Bird Adaptations

Birds all share some characteristics. All birds are warm-blooded, or endothermic, animals. Birds are vertebrates because they have backbones. All birds have a four-chambered heart, a characteristic they share with mammals. All birds lay hard-shelled eggs. Birds have only two legs. Their forelimbs have become modified into wings for flying. All modern birds evolved from ancestors that could fly. Some modern birds, like penguins and ostriches, don't fly today. But they still have feathers and wings. Feathers probably evolved from reptiles' scales. Both feathers and scales are made of the same tough material as your fingernails. Birds' feet and legs have scales on them.

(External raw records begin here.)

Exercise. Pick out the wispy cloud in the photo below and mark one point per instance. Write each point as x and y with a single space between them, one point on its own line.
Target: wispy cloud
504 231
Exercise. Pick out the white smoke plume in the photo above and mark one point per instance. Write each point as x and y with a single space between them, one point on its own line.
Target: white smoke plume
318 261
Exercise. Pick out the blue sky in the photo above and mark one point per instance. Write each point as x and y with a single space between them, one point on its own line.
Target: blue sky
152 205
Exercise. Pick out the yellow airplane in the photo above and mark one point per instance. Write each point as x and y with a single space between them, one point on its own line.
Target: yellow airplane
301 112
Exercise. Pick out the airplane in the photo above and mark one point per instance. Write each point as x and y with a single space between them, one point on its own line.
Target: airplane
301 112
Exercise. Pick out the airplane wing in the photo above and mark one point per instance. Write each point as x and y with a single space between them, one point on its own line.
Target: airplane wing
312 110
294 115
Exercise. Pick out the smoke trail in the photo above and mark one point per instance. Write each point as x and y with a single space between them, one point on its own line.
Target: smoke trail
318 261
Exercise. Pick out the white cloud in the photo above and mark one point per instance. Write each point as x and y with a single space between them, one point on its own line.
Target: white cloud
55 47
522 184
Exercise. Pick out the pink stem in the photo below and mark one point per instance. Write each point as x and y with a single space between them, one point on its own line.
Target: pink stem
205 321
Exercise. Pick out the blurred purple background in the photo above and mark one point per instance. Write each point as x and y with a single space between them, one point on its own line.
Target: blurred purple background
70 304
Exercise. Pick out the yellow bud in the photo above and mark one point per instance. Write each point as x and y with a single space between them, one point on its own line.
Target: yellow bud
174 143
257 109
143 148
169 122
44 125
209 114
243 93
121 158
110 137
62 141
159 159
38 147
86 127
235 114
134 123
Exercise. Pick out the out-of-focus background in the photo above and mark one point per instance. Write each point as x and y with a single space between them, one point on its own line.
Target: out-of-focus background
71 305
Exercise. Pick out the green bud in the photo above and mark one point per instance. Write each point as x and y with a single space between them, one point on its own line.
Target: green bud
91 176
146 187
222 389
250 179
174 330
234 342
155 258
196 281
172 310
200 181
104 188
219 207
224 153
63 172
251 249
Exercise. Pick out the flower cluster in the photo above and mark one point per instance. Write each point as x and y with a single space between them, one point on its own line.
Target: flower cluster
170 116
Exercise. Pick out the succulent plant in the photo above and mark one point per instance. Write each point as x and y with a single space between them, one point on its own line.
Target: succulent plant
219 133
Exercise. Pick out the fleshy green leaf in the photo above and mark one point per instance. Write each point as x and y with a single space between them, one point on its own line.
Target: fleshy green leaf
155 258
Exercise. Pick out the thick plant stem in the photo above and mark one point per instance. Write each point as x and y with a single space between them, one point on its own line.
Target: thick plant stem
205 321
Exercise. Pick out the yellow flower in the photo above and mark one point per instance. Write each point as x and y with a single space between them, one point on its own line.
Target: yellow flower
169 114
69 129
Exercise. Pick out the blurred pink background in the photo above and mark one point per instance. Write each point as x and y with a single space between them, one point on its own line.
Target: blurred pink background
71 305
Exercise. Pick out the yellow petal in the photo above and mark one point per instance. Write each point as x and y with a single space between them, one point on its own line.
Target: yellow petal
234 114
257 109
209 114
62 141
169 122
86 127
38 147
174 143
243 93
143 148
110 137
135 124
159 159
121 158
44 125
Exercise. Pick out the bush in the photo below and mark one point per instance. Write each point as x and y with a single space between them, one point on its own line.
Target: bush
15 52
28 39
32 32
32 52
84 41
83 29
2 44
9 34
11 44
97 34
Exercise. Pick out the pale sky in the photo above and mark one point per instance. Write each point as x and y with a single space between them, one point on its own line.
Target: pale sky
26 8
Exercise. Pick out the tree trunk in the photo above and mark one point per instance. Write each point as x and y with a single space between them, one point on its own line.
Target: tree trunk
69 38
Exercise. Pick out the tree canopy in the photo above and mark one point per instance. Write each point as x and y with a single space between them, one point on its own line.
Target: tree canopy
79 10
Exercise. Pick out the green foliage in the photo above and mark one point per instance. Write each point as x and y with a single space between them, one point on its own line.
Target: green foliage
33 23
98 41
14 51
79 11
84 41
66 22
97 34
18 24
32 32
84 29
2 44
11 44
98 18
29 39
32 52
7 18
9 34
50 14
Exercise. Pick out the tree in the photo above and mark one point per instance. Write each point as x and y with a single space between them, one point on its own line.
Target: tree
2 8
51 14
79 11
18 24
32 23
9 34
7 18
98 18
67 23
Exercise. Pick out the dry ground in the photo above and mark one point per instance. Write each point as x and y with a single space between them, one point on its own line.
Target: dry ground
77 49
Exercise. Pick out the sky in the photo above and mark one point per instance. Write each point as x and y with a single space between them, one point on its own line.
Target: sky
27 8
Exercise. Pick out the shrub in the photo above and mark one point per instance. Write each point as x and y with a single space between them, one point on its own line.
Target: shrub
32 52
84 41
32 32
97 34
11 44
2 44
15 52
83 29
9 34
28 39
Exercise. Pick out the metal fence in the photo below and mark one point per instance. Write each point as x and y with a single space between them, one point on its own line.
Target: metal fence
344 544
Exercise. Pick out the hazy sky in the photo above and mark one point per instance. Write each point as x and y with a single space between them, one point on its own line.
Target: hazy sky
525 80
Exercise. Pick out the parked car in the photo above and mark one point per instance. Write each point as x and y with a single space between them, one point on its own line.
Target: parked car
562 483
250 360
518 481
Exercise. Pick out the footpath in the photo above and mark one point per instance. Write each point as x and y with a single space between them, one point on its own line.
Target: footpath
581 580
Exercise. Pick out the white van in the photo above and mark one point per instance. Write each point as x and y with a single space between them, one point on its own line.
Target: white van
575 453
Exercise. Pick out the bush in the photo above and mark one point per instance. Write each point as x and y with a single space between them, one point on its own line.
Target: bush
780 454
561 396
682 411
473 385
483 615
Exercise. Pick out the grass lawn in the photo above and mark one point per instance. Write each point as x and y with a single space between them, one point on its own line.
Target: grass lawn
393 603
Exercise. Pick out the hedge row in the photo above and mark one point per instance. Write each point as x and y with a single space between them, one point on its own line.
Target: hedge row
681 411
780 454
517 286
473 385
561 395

The bodies of birds are adapted for flying. Many of a bird's bones are hollow which makes birds' bodies lightweight. Flying birds have large chest muscles that move the wings. Birds have feathers that help them fly. The long flight feathers on the wings and tail help birds balance and steer. In addition, birds have a system of air sacs in their body that connect to the lungs. The air sacs enable birds to extract much more oxygen from each breath of air than other animals can. Birds need extra oxygen to release large amounts of energy to power their flight. Their four-chambered heart also helps a bird get more oxygen. The advantage of a four-chambered heart is that there is no mixing of oxygen-rich and oxygen-poor blood. Blood that arrives in the bird's body tissues has plenty of oxygen.

Birds also have well-developed brains and keen eyesight. In order to fly, birds must have very quick reactions. When approaching a tree or cliff, a bird has only a few seconds to spot a place to land safely and avoid crashing. Most birds have keener eyesight than humans do. Birds' eyes are much larger in relation to their body size than humans' eyes.